2. Be Prepared To Work Hard
One of the most significant flaws of idealized love is that, for whatever reason, it assumes things are inherently perfect without effort. Understanding that all relationships are hard work can help to remove that unhealthy expectation.
Indeed, relationships shouldn’t be so tricky that you tear your hair out in frustration every day. But it’s not so easy that things fall into place naturally with no effort, either. Both parties must put in equal effort to maintain a positive dynamic.
Think about it: you’re dating a whole different human being, with all sorts of quirks, flaws, and motivations. You’re sharing your life with that person! That’s not something that’s ever going to be extremely easy, even if it isn’t painfully hard! So keep that positive thinking going, and expect to work hard to keep your partnership alive and healthy.
3. Respect Your Partner
Without respect, a relationship cannot survive. It’s such a fundamental part of relationships that without it, there’s no point in dating at all. People often say that someone must earn respect, but you should both already respect each other when you choose to enter a commitment with someone. Here are some reasons that this is important in preventing idealized love:
- Understanding that your partner is unique and is deserving of their individualism and respecting that so you do not seek to change them or dictate their behavior.

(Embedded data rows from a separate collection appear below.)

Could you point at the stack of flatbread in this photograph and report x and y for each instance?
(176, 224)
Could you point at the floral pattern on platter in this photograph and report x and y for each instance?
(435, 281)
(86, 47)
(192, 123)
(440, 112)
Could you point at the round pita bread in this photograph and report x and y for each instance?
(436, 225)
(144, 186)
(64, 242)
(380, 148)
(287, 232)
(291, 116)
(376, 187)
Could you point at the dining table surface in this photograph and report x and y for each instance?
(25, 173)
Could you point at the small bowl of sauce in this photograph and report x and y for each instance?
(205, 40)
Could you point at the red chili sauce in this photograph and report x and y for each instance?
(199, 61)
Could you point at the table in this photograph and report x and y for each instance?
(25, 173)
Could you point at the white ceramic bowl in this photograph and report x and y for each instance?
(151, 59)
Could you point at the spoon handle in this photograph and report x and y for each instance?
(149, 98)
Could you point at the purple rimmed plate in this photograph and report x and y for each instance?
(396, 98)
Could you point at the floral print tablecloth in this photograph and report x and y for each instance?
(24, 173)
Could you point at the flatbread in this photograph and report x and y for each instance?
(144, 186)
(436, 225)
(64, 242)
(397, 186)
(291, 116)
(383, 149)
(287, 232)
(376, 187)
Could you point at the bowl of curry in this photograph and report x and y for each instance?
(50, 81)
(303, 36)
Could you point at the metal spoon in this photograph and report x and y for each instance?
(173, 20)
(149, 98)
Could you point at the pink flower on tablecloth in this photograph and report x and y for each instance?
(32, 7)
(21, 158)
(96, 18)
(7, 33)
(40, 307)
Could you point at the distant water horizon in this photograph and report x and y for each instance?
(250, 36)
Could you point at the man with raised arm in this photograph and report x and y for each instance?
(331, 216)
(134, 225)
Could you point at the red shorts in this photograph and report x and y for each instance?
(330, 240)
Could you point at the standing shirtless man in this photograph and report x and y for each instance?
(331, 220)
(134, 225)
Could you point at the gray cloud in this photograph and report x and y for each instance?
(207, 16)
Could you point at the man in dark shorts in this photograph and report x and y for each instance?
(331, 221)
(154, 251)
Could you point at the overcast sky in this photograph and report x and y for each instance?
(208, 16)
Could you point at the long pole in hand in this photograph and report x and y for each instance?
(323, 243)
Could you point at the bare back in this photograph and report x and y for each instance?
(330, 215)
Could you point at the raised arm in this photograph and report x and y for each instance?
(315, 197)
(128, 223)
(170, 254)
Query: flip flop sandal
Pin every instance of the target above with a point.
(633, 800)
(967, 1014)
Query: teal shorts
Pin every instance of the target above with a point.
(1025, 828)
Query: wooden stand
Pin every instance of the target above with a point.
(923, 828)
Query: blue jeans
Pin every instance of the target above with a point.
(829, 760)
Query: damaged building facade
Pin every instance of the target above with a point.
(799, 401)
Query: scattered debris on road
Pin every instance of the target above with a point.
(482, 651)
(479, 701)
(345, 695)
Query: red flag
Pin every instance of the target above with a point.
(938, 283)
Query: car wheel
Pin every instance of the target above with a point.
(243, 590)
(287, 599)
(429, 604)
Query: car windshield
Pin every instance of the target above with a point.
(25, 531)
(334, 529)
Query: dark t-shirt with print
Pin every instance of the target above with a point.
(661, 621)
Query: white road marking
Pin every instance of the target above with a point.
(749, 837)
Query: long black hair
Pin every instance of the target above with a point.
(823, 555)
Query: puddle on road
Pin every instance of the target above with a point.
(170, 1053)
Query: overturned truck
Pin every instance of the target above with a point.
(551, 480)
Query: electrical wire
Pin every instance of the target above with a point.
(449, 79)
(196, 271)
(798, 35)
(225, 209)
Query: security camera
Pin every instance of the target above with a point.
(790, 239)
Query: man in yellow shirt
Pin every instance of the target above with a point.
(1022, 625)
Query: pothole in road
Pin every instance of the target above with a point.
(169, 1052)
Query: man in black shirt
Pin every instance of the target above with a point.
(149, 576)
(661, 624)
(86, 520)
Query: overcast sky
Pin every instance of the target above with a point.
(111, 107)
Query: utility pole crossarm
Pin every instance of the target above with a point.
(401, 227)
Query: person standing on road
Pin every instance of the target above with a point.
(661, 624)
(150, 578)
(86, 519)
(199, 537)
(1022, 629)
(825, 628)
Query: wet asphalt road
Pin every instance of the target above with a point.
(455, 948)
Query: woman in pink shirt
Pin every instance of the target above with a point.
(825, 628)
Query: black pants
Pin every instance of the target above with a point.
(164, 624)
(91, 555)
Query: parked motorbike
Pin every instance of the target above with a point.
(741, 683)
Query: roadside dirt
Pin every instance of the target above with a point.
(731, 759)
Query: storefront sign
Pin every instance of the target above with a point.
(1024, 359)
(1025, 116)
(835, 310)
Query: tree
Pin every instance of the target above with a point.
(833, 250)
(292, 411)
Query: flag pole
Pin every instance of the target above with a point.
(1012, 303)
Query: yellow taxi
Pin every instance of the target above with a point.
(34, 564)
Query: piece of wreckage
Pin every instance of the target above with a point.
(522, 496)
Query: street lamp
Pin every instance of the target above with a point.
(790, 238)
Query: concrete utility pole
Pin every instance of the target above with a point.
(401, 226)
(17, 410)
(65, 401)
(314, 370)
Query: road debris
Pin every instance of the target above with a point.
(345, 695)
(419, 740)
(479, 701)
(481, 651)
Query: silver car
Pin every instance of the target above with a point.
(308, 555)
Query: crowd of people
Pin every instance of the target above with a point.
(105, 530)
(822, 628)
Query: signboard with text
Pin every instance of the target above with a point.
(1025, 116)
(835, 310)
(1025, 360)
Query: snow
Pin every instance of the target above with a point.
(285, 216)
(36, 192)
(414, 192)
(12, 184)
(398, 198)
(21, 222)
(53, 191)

- Knowing that mistakes and errors (within reason) are commonplace among any human being and respecting your partner even when and after making these mistakes.
- Trusting your partner to handle themselves, try their best in the relationship, and put their best foot forward; in other words, to respect them enough to give them the benefit of the doubt first.
- Staying loyal emotionally and mentally aside from just physically by respecting them enough to refrain from comparing them to other people you find desirable or attractive.
- Never seeking to change your partner’s deep-seated ideals and beliefs unless they are comfortable with that and respecting them enough to disengage from a relationship if you cannot manage your differences.
- Not resenting your partner for their imperfections, but learning to understand them and work with them and stand by them as they work on improvement.
4. Don’t Set Any Expectations At All At First
Idealization is all about expectations. When you have so many of them, things are sure to go south. So get used to simply not having expectations. Don’t expect good things, bad things, or neutral things. Instead, expect that reality cannot be what you envision.
Research indicates that expectations on relationships, even ones made with positive thinking, can decrease the quality of a partnership. This does not mean that you shouldn’t have standards. By all means, choose to date someone who meets your reasonable desires in a relationship, such as “a person with a career,” “an honest person,” or “someone with similar political views.”
But don’t expect things. Your personal opinions aren’t going to line up with any actual human being, so let yourself be surprised by your partner instead of disappointed. If there’s an issue, you can practice healthy communication to find understandings or compromises.
Idealization always paints a false picture; no matter what it is you’re idealizing. So focus on preventing these unreasonable expectations and, instead, build a healthy, powerful relationship that is based on truth, good values, real life, and genuine love!